In fact, the majority of Nazi perpetrators were never punished for their crimes, even with light sentences. Of the 6,500 personnel at Auschwitz, only 49 were convicted. Of the 100,000 people indicted on war crimes between 1942 and 1992, only 13,000 were tried and a mere 6,487 were convicted. The John Demjanjuk case in the 1980s created a new precedent for prosecuting those serving at a death camp, not merely as accomplices, but liable for the murders. One wonders why it took until 1986 to hold all Nazi perpetrators responsible for their crimes. The Demjanjuk precedent made possible the recent conviction of Auschwitz guard Oskar Groning, but as survivors and former Nazis are passing away, and the decades of wasted opportunities on behalf of the millions of victims demonstrates that the indifference of others did not just enable the crimes of the Holocaust, but hampered attempts to pursue justice.
Perhaps Natalie Portman’s opinion requires more studying than our confrontational, easy to rage, left-right debating rings offer. The trauma of the European Jewish Holocaust is so overwhelming, even as we mark a fifth and sixth generation of Jews who have not experienced WW2 directly, that we simply cannot dismiss it as any convenient slogan related to any part of our cause-tribal society. As we’ve seen in the above short survey, the Holocaust is still with us on numerous, tangible levels, and simply refuses to leave our head spaces, no matter who we are.
Standup comic Myq Kaplan tells a remarkable Holocaust joke that might illustrate how that catastrophic event continues to morph in our culture.
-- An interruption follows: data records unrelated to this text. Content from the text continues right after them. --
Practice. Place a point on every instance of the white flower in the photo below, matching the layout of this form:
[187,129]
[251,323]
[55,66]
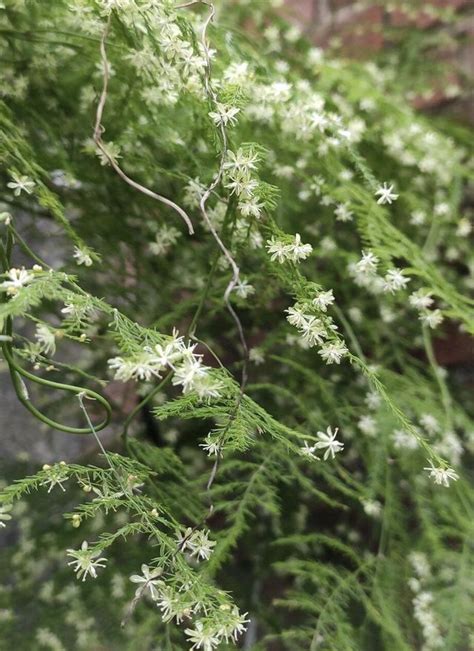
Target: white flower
[296,316]
[202,638]
[224,115]
[395,280]
[432,319]
[46,339]
[206,386]
[166,355]
[242,185]
[243,161]
[278,249]
[313,330]
[4,513]
[328,440]
[430,423]
[295,251]
[333,352]
[17,278]
[308,451]
[82,257]
[323,300]
[243,289]
[197,542]
[420,300]
[367,264]
[298,250]
[343,213]
[86,561]
[403,441]
[368,425]
[200,545]
[188,372]
[441,475]
[167,603]
[56,476]
[385,194]
[147,581]
[251,207]
[20,184]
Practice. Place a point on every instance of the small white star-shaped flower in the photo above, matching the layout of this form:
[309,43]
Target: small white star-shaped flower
[386,194]
[328,440]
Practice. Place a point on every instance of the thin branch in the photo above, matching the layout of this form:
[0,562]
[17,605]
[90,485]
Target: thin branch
[99,130]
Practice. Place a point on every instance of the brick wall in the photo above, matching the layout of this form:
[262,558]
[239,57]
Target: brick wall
[362,29]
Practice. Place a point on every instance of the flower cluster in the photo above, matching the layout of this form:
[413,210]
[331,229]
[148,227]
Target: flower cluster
[240,172]
[176,356]
[226,623]
[327,441]
[317,331]
[441,475]
[284,251]
[423,602]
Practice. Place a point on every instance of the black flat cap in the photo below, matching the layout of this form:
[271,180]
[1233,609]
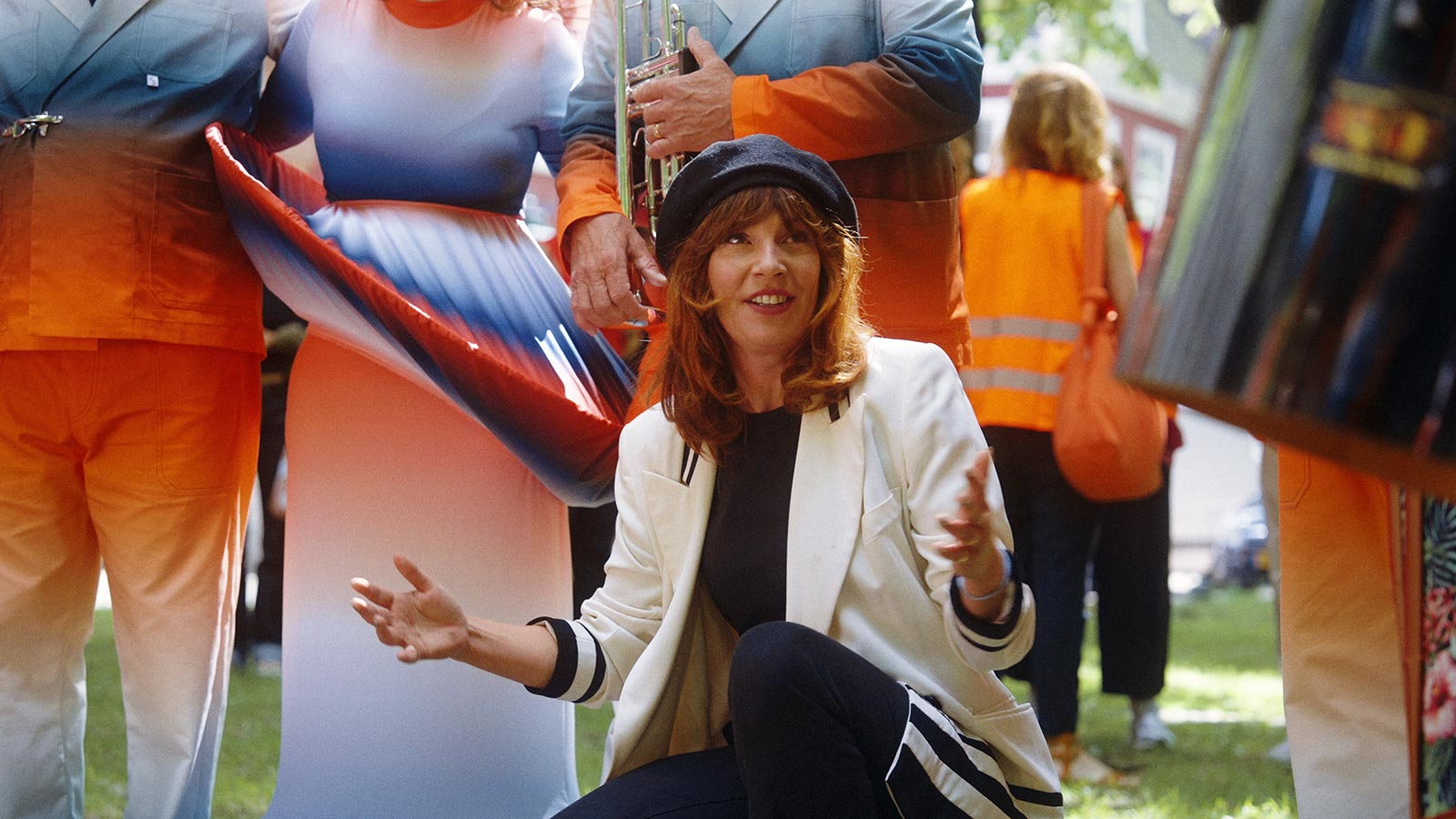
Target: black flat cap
[759,160]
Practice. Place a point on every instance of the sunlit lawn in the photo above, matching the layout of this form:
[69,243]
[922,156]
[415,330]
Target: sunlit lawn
[1222,700]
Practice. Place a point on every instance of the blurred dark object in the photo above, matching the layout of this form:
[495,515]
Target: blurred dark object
[1238,12]
[1241,554]
[1308,288]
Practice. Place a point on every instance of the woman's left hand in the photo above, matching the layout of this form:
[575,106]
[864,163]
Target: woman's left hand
[975,554]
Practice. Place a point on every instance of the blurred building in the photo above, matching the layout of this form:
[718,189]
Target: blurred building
[1150,126]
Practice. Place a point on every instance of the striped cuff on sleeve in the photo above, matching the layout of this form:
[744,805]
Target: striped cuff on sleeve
[987,636]
[580,663]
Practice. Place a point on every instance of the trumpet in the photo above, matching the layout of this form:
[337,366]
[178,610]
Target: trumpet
[642,181]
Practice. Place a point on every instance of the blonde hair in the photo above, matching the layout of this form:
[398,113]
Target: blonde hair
[1057,123]
[696,382]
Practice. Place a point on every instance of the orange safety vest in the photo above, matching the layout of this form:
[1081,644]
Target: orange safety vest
[1021,249]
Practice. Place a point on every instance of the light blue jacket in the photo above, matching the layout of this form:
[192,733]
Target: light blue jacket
[113,223]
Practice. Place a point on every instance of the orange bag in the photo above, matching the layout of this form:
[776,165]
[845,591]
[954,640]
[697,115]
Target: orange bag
[1108,438]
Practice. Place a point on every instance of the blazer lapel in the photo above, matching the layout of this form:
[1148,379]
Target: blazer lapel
[747,16]
[106,19]
[824,511]
[679,515]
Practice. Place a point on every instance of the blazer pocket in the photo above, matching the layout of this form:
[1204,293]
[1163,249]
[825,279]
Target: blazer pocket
[881,521]
[832,34]
[19,36]
[184,43]
[196,261]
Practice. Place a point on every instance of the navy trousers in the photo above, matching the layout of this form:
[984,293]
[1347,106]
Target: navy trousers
[814,731]
[1053,526]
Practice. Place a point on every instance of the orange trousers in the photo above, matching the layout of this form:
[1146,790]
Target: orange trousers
[137,455]
[1344,702]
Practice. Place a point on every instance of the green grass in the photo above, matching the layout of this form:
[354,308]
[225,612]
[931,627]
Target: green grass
[1222,700]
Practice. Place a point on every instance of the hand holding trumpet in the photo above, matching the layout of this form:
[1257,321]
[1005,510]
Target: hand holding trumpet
[688,113]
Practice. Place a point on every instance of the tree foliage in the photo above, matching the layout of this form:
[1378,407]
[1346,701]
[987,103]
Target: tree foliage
[1075,29]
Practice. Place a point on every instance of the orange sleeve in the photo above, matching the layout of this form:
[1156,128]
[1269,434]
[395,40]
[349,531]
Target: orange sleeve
[844,111]
[586,184]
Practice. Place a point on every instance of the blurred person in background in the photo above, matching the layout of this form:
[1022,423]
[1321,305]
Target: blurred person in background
[130,339]
[1021,241]
[1130,561]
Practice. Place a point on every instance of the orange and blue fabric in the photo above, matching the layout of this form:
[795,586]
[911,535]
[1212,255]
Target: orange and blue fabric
[130,337]
[877,89]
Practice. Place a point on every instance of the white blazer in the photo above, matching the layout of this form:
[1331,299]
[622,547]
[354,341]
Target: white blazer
[871,477]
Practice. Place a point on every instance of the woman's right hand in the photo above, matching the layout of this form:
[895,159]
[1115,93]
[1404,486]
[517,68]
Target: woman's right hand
[426,624]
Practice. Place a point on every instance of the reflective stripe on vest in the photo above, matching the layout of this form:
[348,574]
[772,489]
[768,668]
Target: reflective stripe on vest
[987,329]
[1008,378]
[1026,327]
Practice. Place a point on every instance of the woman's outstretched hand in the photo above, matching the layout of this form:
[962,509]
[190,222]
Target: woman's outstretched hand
[426,624]
[975,554]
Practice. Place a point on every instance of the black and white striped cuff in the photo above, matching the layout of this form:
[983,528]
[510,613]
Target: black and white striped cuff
[985,634]
[580,663]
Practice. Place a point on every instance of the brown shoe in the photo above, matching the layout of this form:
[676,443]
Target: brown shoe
[1075,763]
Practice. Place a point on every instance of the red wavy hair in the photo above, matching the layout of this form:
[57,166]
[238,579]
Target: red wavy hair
[696,380]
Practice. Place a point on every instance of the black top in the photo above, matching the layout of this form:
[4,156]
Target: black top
[746,545]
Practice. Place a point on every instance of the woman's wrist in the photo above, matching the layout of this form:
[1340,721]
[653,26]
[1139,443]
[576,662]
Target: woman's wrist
[985,591]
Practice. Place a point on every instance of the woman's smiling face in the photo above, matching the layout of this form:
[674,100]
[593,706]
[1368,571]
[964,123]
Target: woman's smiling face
[766,278]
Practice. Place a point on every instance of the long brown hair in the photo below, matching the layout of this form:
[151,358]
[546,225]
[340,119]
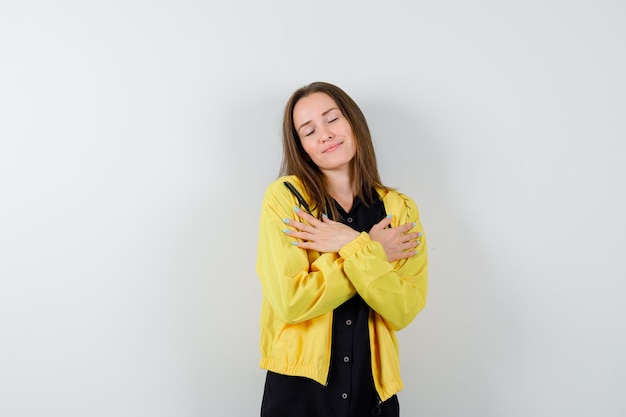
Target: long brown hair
[363,168]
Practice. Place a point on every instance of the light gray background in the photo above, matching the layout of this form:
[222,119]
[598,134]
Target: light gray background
[137,137]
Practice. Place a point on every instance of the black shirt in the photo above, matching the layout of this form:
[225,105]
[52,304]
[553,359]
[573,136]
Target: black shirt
[350,389]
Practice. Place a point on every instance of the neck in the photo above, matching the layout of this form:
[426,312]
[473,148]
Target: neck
[340,187]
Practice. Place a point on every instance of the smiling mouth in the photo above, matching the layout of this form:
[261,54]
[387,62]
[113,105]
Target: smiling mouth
[332,148]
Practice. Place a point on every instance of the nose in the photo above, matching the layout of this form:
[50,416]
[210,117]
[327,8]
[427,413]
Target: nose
[326,134]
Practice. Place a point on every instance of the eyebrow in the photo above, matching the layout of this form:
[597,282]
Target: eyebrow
[309,121]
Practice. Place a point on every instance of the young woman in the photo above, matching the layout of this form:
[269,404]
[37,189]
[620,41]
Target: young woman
[343,265]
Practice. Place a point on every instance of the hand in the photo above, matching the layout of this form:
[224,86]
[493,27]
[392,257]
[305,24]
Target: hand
[396,241]
[322,236]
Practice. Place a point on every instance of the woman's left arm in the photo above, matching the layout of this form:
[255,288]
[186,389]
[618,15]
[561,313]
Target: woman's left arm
[395,290]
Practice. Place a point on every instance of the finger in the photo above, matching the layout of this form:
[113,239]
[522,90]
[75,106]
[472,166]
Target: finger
[411,236]
[297,225]
[325,219]
[306,216]
[405,227]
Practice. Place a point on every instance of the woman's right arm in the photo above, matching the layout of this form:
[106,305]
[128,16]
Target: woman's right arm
[298,284]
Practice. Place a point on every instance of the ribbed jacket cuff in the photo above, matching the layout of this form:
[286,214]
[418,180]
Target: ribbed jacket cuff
[353,246]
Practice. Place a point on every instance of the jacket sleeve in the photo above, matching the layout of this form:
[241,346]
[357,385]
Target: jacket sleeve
[396,291]
[298,284]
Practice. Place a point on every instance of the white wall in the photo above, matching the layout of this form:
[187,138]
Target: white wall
[136,139]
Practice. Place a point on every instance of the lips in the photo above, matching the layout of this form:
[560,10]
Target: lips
[332,148]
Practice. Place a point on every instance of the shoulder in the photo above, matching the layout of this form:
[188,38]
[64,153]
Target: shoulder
[278,187]
[397,202]
[278,191]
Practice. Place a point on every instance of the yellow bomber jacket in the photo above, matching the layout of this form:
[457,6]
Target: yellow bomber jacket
[302,288]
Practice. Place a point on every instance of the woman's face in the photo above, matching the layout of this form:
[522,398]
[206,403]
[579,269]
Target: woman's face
[324,132]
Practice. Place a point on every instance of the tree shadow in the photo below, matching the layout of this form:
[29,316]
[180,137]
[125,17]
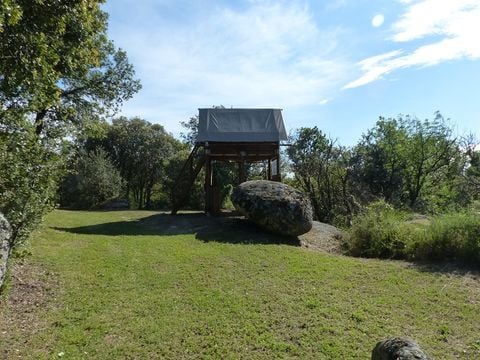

Speaking about time travel, Kaplan states with certainty that any Jew who lays his hand on a time-travel device, knows what’s the first thing he must do — go back in time and kill Hitler when he was still young, before he had a chance to start the Holocaust.
Now, imagine, he says, this Hitler kid growing up with thousands of Jewish time travelers trying to assassinate him every day — wouldn’t you end up hating Jews if you were him?
Which probably means there’s nothing we can do about it — whether we chillax about it, Natalie Portman style, use it against Jews as the BDS are doing, or utilize its memory to bolster our security arguments, a la Netanyahu — the Holocaust trauma will remain bigger than all of us.
Until one of those time travelers gets it right.